Live at Carnegie Hall, Live at the Hollywood Bowl, Live at the Royal Albert Hall, Live at the Salle Pleyel … klingt gut, klingt groß, klingt gediegen. Aber: Live at Massey Hall - das ist es nun wirklich. Und wer immer vor 59 Jahren, am 15. Mai 1953, in Toronto in der Massey Hall statt beim Weltmeisterschaftsboxkampf zwischen Rocky Marciano und Jersey Joe Walcott in Chicago gewesen ist, kann sich glücklich schätzen.

An diesem Abend gastierte "The Quintet“, und sein Auftritt ist nicht ganz ohne Grund als "The Greatest Jazz Concert Ever“ vermarktet worden. Dabei stand der Abend bzw. die Aufnahme unter keinem besonders guten Stern: Aufgrund der erwähnten Boxkampfkonkurrenz wurde nur ein Drittel der knapp 3000 Karten verkauft; Charlie Parker musste auf einem geliehenen Plastiksaxofon spielen; der Bass-Part von Charles Mingus war auf dem Originalmitschnitt so schlecht zu hören, dass er später overdubbed werden musste (weswegen er nun für eine historische Aufnahmen unüblich deutlich zu hören ist); und als der Livemitschnitt auf Mingus’ Label Debut herauskam, durfte Parker, der noch bei Mercury unter Vertrag stand, nicht genannt werden und firmierte unter "Charlie Chan“.
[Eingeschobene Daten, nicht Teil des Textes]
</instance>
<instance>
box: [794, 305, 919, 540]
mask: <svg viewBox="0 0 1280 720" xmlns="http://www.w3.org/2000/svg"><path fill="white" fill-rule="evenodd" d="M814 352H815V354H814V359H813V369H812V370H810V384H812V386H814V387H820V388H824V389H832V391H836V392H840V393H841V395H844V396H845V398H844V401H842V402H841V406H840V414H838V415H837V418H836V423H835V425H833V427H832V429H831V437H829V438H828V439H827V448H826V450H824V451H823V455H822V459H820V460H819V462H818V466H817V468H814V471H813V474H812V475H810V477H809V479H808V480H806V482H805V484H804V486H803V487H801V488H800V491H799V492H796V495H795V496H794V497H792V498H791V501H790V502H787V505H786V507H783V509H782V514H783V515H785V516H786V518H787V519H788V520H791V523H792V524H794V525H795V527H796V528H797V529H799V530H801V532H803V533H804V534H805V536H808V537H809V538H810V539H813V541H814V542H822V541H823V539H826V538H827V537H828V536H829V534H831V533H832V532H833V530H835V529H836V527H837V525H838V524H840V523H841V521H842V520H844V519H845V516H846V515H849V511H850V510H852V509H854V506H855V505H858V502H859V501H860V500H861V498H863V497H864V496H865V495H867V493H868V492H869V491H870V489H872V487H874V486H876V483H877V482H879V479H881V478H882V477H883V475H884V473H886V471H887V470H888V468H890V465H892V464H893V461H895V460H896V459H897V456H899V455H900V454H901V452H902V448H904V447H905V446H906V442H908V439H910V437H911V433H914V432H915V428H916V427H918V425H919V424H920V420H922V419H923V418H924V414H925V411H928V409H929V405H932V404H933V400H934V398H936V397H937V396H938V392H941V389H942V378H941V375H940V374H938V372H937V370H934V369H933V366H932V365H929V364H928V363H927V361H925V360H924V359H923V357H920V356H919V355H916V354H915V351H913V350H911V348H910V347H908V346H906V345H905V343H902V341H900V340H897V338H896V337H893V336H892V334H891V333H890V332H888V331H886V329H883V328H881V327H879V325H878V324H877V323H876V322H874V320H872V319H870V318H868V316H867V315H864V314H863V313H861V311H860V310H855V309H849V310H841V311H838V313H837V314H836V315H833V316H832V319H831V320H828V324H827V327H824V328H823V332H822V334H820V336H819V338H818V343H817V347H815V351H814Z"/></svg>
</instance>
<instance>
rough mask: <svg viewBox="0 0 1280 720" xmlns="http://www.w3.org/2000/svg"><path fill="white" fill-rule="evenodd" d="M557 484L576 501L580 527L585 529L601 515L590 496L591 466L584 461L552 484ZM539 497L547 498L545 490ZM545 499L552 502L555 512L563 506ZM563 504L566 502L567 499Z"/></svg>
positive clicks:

Nichtsdestotrotz entwickelte sich die einmalige Begegnung (Bud Powell, p; Max Roach, dr) zu jener Sternstunde, die Allstar-Formationen nur selten hervorbringen. Auf der letzten dokumentierten Begegnung der beiden Bebop-Dioskuren Dizzy Gillespie und Charlie Parker (der keine zwei Jahre später verstarb), sind übrigens auch deren Stimmen zu hören. Parker stellt ironisch devot "my worthy constituent, Mr. Dizzy Gillespie“ vor, und der lässt bei "Salt Peanuts“ den Scat-Clown von der Leine. Muss man gehört haben. Ist jetzt als Original Jazz Classic Remaster wieder aufgelegt worden.